At the Edinburgh Festival, my first season with the choir, the organisers forgot to include me in the seating arrangements and there was no seat allotted to me on the tiers at the back of the orchestra in the Usher Hall. I had to sit in the aisle, so I stuck out like a sore thumb! On the journey there we slept in sleepers on the train. There were parties in the sleeper units and it was great fun.

Did you achieve your dream? Yes and more.

Any regrets? There was one strange performance of Holst's Planets where the American conductor, Lorin Maazel wanted to create an eerie sound. We had to walk off stage and sing as we walked to the back of the stage, up some stairs, to where it was dark and peculiar. I was ashamed because it was difficult in the dark and I didn’t do it well.

The good thing about a choir is… it can be professional. You are treated as such.
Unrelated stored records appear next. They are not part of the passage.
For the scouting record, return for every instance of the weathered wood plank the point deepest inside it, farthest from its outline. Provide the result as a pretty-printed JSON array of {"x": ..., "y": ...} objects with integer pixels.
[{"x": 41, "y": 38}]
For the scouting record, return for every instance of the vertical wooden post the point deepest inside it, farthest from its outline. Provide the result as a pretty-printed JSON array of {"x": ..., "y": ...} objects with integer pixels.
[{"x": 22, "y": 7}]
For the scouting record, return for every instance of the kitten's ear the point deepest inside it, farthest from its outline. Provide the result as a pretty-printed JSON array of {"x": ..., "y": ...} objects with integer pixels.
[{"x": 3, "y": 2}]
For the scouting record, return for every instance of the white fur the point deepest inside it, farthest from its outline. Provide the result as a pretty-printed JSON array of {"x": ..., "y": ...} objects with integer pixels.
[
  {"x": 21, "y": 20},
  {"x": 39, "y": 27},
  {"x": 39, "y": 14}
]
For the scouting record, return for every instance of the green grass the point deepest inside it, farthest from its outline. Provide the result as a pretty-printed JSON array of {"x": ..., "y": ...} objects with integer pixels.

Not as a bunch of amateurs. I was very proud to sing with this famous choir. The massed sound of singing is amazing.

The most important thing for me about that time was… when singing in that choir all over Europe it was as if all the rest of my life was just existing out there. What mattered was that I was living, this was me, true, deep me, now, just singing. Something deep inside of me could come out. It is similar now when I sing at church in worship in a different way. Every bit of you is involved, the way you stand and the way you breathe.

1 comment:

Jola3000 said...

Ellen, I think it is so cool that you interviewed you mom. Now I want to do something like that too. I love black and white pictures!